The House sponsor of the proposed change to Missouri’s student transfer law says a special session to revisit the issue would be a wasted effort.

House Budget Committee Chairman Rick Stream (photo courtesy; Tim Bommel, Missouri House Communications)

House Budget Committee Chairman Rick Stream (photo courtesy; Tim Bommel, Missouri House Communications)

Representative Rick Stream (R-Kirkwood) and other lawmakers who worked on the proposed transfer law fix are waiting to see whether Governor Jay Nixon (D) will veto the bill and call a special session, as the bill’s critics have called on him to do.
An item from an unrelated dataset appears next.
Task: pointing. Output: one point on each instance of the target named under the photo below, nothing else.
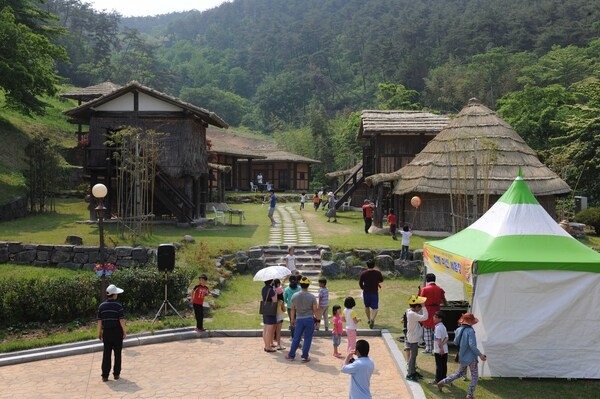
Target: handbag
(267, 308)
Stream says if those things happen, the first thing lawmakers will try to do will be to attempt to overturn Nixon’s veto. He says the Senate has the votes for the overturn, though it’s not clear if the House does.

“If it did not happen, and then he expected us to pass a different bill, he’s mistaken,” says Stream. “No different bill would be passed.”

Critics have accused the bill’s writers of only being interested in enacting a law that would let private schools draw tax dollars with transfers. Stream says the goal of the bill was to let students get out of poor performing districts as quickly as possible.

“This was one of the ways to do it,” Stream says, “To put them into charter schools and private schools close to their home, so they didn’t have to make the hour-long bus ride out to Francis-Howell or Kirkwood or Mehlville or anywhere else for that matter.”

Governor Nixon has said he will act soon on the bill.